In keynotes here at the Oracle World conference this week, Ellison called out cloud competitor Amazon Web Services on several counts by virtually announcing the end of AWS' reign at the top of the cloud infrastructure services market.
"Amazon's lead is over," he said, and followed that up with attacks on AWS' database services. AWS is "20 years behind" Oracle on several fundamental database functions, Ellison said, as he asserted that Oracle's database performance soundly beats AWS' Redshift and Aurora databases in benchmark tests. Ellison noted that the Oracle Cloud Database will run in any cloud, while AWS' databases are locked into the AWS infrastructure.
Over the years Ellison has made bold statements and predictions, famously mocking cloud computing eight years ago. But this week's claims are not lip service: Oracle is as focused and as deadly serious as they have ever been.
"Have no doubt that Oracle is in this with a mission and a purpose," said Don Johnson, an ex-Amazon Web Services executive and now Oracle vice president of engineering in charge of building out the company’s new bare metal cloud service. "We have a forward-leaning, innovative approach to doing this. We have the know-how, the skill set, and we're coming in fast, weapons hot. So pay attention."

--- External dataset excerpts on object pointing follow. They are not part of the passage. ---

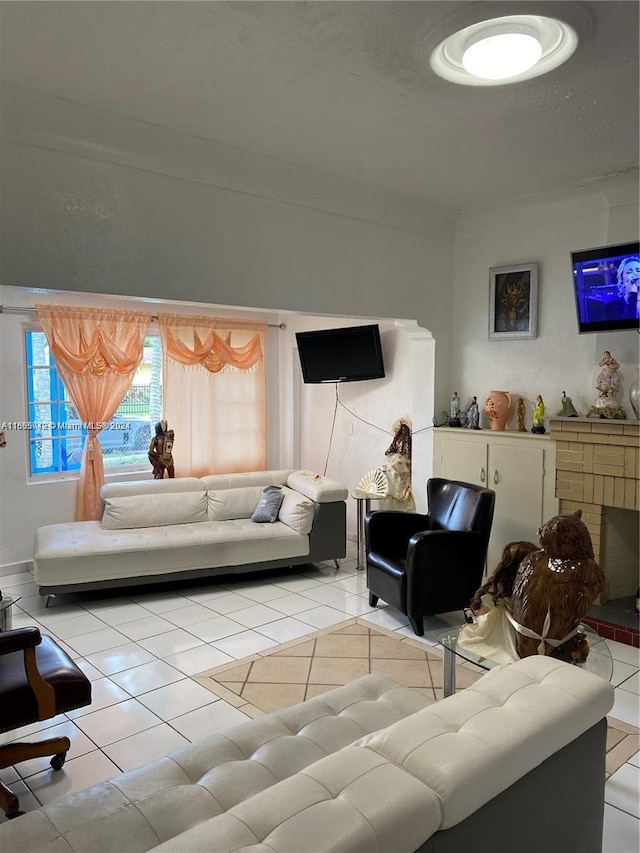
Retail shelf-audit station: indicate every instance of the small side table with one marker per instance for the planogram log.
(363, 500)
(599, 660)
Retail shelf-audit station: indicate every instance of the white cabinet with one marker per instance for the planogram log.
(519, 467)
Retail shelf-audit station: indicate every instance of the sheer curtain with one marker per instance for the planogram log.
(214, 393)
(97, 352)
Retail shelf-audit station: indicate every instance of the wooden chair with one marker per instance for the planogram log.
(38, 680)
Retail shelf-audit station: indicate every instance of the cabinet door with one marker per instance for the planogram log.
(464, 460)
(516, 476)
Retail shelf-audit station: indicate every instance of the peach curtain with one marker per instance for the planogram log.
(96, 352)
(214, 393)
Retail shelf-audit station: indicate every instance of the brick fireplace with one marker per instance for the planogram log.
(597, 471)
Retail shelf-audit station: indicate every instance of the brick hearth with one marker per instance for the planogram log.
(597, 471)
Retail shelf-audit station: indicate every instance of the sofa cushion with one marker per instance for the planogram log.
(276, 477)
(229, 504)
(297, 511)
(268, 506)
(74, 552)
(151, 487)
(154, 510)
(320, 489)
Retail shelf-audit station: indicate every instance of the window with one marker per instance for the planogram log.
(56, 433)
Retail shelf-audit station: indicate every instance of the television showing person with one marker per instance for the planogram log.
(628, 276)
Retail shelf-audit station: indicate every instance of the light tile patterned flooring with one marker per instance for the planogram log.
(142, 647)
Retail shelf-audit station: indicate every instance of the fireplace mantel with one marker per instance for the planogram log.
(597, 468)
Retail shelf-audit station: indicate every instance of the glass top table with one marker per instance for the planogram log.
(599, 660)
(363, 500)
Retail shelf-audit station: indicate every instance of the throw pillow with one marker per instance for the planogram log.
(268, 505)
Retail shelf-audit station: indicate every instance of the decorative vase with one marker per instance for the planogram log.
(498, 409)
(634, 396)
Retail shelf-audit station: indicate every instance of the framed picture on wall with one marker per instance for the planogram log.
(513, 302)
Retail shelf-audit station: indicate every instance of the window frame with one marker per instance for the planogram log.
(58, 438)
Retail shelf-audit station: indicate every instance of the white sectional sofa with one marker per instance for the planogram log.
(513, 764)
(188, 527)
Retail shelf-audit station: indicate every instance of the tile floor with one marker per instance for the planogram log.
(141, 647)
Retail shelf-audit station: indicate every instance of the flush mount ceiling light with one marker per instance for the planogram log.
(504, 50)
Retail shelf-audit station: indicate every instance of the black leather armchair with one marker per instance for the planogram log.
(427, 564)
(38, 680)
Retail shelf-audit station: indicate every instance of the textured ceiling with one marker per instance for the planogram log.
(344, 87)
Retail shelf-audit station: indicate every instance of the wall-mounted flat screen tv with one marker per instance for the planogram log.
(605, 282)
(341, 355)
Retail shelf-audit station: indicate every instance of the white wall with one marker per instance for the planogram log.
(95, 202)
(544, 229)
(27, 504)
(365, 411)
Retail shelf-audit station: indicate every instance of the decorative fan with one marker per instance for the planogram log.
(374, 483)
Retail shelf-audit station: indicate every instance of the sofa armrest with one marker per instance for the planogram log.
(19, 639)
(320, 489)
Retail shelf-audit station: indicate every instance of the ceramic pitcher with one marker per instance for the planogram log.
(498, 408)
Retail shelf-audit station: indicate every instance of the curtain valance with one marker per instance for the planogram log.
(206, 342)
(96, 352)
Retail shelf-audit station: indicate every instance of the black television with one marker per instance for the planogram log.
(351, 354)
(605, 284)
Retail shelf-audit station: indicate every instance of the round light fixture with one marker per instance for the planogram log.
(504, 50)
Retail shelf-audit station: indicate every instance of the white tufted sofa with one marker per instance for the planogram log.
(513, 764)
(163, 530)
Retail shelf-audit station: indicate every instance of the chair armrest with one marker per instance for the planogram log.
(389, 531)
(25, 640)
(19, 639)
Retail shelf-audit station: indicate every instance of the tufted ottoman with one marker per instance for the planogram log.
(160, 800)
(514, 762)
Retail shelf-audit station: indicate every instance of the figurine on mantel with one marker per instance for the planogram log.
(454, 411)
(568, 409)
(607, 384)
(473, 414)
(538, 416)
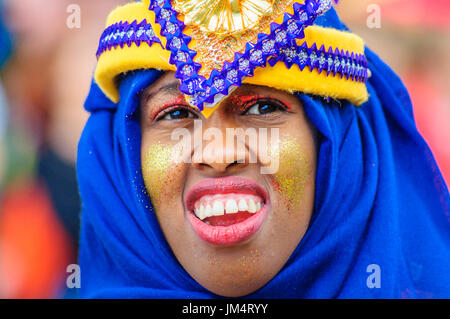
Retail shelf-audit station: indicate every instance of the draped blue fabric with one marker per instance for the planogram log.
(380, 200)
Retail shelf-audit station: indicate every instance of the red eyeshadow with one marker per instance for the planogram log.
(243, 101)
(178, 101)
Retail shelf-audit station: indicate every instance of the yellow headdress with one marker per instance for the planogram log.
(216, 45)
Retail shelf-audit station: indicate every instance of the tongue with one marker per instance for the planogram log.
(227, 219)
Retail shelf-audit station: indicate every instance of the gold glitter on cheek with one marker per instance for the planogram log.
(294, 171)
(161, 174)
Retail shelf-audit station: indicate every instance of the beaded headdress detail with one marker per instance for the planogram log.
(216, 45)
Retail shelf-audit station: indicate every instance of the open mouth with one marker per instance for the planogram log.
(226, 211)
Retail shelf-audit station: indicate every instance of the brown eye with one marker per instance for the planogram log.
(263, 107)
(177, 114)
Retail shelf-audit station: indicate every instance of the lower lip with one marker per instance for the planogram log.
(232, 234)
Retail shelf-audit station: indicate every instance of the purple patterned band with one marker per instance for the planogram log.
(279, 45)
(122, 33)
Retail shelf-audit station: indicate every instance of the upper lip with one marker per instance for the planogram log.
(223, 185)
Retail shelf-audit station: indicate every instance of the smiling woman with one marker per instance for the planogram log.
(216, 213)
(211, 222)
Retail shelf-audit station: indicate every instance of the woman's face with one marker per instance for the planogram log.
(232, 207)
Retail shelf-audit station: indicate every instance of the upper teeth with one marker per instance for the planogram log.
(218, 205)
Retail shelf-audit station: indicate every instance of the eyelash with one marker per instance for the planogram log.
(244, 108)
(160, 116)
(247, 106)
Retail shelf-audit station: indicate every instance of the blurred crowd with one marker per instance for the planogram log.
(46, 67)
(51, 47)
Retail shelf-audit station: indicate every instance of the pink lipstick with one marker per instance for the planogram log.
(228, 210)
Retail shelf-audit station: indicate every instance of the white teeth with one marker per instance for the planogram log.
(218, 208)
(231, 206)
(208, 211)
(201, 213)
(243, 207)
(251, 206)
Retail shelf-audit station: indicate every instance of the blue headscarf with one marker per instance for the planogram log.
(380, 200)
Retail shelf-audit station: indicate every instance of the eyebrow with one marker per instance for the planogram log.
(168, 88)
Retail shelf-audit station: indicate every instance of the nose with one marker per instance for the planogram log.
(220, 151)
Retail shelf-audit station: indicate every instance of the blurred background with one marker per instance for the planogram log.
(46, 64)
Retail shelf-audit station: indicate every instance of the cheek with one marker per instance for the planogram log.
(162, 174)
(294, 173)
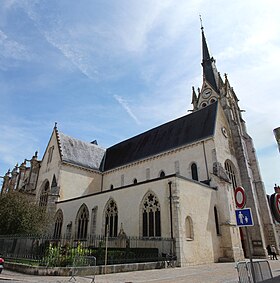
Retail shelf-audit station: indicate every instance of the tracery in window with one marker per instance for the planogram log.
(50, 154)
(230, 170)
(217, 224)
(58, 224)
(151, 220)
(44, 194)
(82, 222)
(111, 219)
(194, 171)
(189, 228)
(162, 174)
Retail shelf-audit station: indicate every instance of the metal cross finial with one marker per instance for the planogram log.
(201, 22)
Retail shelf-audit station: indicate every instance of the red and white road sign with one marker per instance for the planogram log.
(240, 197)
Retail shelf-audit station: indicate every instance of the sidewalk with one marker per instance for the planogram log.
(210, 273)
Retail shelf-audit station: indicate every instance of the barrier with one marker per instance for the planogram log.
(262, 271)
(81, 263)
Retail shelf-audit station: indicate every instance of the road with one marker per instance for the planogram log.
(210, 273)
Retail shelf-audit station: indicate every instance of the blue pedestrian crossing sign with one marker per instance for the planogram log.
(244, 217)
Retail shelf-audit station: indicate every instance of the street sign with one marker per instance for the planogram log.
(240, 197)
(244, 217)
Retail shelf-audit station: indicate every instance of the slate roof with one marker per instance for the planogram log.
(80, 153)
(196, 126)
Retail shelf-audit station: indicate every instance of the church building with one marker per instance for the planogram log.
(174, 181)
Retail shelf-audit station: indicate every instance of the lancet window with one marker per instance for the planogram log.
(82, 222)
(151, 216)
(111, 219)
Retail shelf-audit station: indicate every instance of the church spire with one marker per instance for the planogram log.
(208, 63)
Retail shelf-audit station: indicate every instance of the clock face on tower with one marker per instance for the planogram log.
(206, 93)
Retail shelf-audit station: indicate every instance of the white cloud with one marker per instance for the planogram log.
(11, 48)
(126, 107)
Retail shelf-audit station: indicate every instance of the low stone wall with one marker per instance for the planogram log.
(81, 271)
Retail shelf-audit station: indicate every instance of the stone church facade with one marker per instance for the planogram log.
(175, 181)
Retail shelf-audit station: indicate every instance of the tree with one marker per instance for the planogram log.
(21, 215)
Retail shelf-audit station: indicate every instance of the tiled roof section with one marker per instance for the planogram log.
(80, 153)
(185, 130)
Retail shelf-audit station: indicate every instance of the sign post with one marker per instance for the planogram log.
(244, 219)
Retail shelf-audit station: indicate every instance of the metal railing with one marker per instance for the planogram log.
(47, 251)
(262, 271)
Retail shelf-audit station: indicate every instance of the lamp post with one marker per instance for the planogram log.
(277, 136)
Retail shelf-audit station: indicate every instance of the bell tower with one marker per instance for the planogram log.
(214, 88)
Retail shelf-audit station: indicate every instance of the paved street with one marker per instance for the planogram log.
(210, 273)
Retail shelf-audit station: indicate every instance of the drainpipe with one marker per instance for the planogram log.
(205, 159)
(170, 208)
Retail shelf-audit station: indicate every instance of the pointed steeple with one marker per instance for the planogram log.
(208, 63)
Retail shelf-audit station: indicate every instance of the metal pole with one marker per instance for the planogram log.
(106, 248)
(250, 255)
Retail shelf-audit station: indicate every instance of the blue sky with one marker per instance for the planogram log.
(108, 70)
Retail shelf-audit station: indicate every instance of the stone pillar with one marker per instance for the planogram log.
(22, 172)
(6, 182)
(13, 181)
(34, 172)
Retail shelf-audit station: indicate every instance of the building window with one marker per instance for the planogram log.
(93, 221)
(177, 167)
(148, 174)
(217, 224)
(111, 219)
(58, 224)
(50, 154)
(151, 216)
(231, 173)
(189, 228)
(194, 171)
(82, 222)
(44, 195)
(161, 174)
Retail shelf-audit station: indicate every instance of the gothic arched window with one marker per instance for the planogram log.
(189, 228)
(111, 219)
(231, 173)
(151, 216)
(217, 224)
(44, 194)
(194, 171)
(58, 224)
(161, 174)
(82, 222)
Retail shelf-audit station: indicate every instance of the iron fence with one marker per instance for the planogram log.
(262, 271)
(47, 251)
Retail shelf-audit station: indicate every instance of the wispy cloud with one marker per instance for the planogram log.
(126, 107)
(11, 48)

Johnson is among more than 400 engineers Oracle has hired away from AWS, Microsoft Azure, the Google Cloud Platform and other vendors during the past two years to lead the effort to build the second-generation public cloud, a term that reflects Oracle's contention AWS is based on "first-generation" cloud technologies.
Building on a Clean Slate
If Amazon Web Services had the classic first-move advantage in public cloud computing by essentially inventing the cloud infrastructure services market, then Oracle has the second-mover advantage.
It is seeking to improve the fundamental infrastructure design, network virtualization and management to improve performance, security and scalability, said Deepak Patil Oracle's vice president of development. Patil said he joined Oracle earlier this year after leading the development of Azure because of the irresistible allure of having "done all of this for the past decade and wanting to try it again with a clean slate."